A complete diagnostic walkthrough¶
from concept_graph_xai import (
coherence_importance,
coherence_importance_scatter,
correlation_block,
feature_correlation,
joint_missing_map,
joint_missing_rate,
nullity_correlation,
shap_correlation,
)
# 1. Are the concepts coherent?
fc = feature_correlation(graph, X_test, method="spearman")
correlation_block(fc, title="Feature correlation").show()
fc.block_stats.sort_values("mean_abs", ascending=False)
# 2. Does the model treat them as such?
sc = shap_correlation(graph, feature_names, shap_values)
correlation_block(sc, title="SHAP correlation").show()
# 3. Are concepts well-designed (the headline)?
coh_df = coherence_importance(graph, X_test, feature_names, shap_values)
coherence_importance_scatter(coh_df).show()
# 4. Do whole branches go missing together?
correlation_block(nullity_correlation(graph, X_test),
title="Nullity correlation").show()
joint_missing_map(graph, joint_missing_rate(graph, X_test)).show()
Run this once after building the tree.
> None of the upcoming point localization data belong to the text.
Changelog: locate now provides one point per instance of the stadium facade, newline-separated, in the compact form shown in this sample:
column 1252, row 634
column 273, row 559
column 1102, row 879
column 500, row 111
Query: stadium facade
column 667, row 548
Any "kitchen sink" concept is a signal to split before going further.
What this is not¶
- Not a way to derive a tree from the data. There are good clustering tools for that (
shap.utils.hclust,seaborn.clustermap); using them after building a business-driven tree just produces a different tree, not feedback on the one you wrote. - Not a substitute for a domain-expert review. The diagnostic flags concepts as "kitchen sink" or "redundant" given the data and model. Many regulatory or business reasons to keep a concept anyway.